Bruce is one of several key players not off to compelling starts. Even though he is batting .261, he has only one home run and an NL-most 41 strikeouts.
Joey Votto is batting .292 with 27 walks to lead the Majors, but he has just four homers and 11 RBIs. Todd Frazier has six homers and 19 RBIs, but he is batting .232. Hanigan was batting all of .079 before going on the DL on April 21, and Ludwick's replacement in left field, Chris Heisey, was batting only .173 when he went on the DL Monday with a hamstring injury.
On the bright side, new leadoff hitter Shin-Soo Choo has been even more than advertised with a .324 average and .462 on-base percentage. He has not reached base in only two of his 28 games played, and he has already been hit by 10 pitches -- a club record for one month.
There is also Brandon Phillips, who took over the cleanup spot from Ludwick after the left fielder's Opening Day injury, and leads the team with 26 RBIs while hitting five homers.
Imagine where the Reds would be without pitching. The respected rotation, which has the Majors' second-best ERA (although nearly a run behind the leading Cardinals), has been everything that was expected, and more, even without Cueto.
On April 13 at Pittsburgh, Cueto strained his right lat muscle.
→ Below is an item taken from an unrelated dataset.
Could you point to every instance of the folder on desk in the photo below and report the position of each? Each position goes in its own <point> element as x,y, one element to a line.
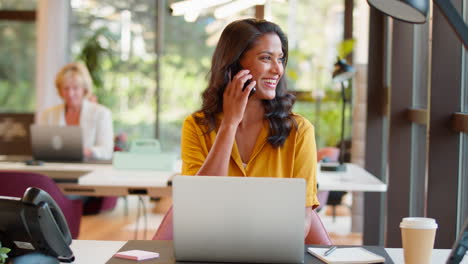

Mat Latos has become a de facto ace with a 1.83 ERA in six starts -- all quality outings. Homer Bailey has a 3.38 ERA and 35 strikeouts. Bronson Arroyo has had five strong starts out of six, including just 78 pitches in seven innings for a 2-1 loss on Tuesday at St. Louis. Rookie lefty Tony Cingrani, Cueto's replacement, has been dominant with a 1.50 ERA, four walks and 28 strikeouts in three starts totaling 18 innings.
"We've been fortunate that starters have done a really good job in the absence of Johnny," Reds pitching coach Bryan Price said. "Not that we haven't relied on them in the past. All of those guys are quality starters. But when your No. 1 guy goes down, the amount of consistency you get from the other guys is pretty important. To a man, I've been really impressed with how these guys have pitched since Johnny has been hurt."
The schedule only lightens a little bit for May as the next homestand opens with three games against the NL East-leading Braves. But there are also series against the struggling Cubs, which begins Friday at Wrigley Field, as well as the Marlins, Mets and Indians.
"With the injuries and the schedule we've had, I think we've had as tough a schedule as anybody in the game," Arroyo said. "I'm definitely looking forward to getting into some other ballparks and seeing if we can build on the plus-.500 record. It wasn't that many years ago that if we went 15- in a month, that we'd be real happy with that. To feel like we're not clicking completely, I think it says this ballclub has more talent here than we've had in a long time."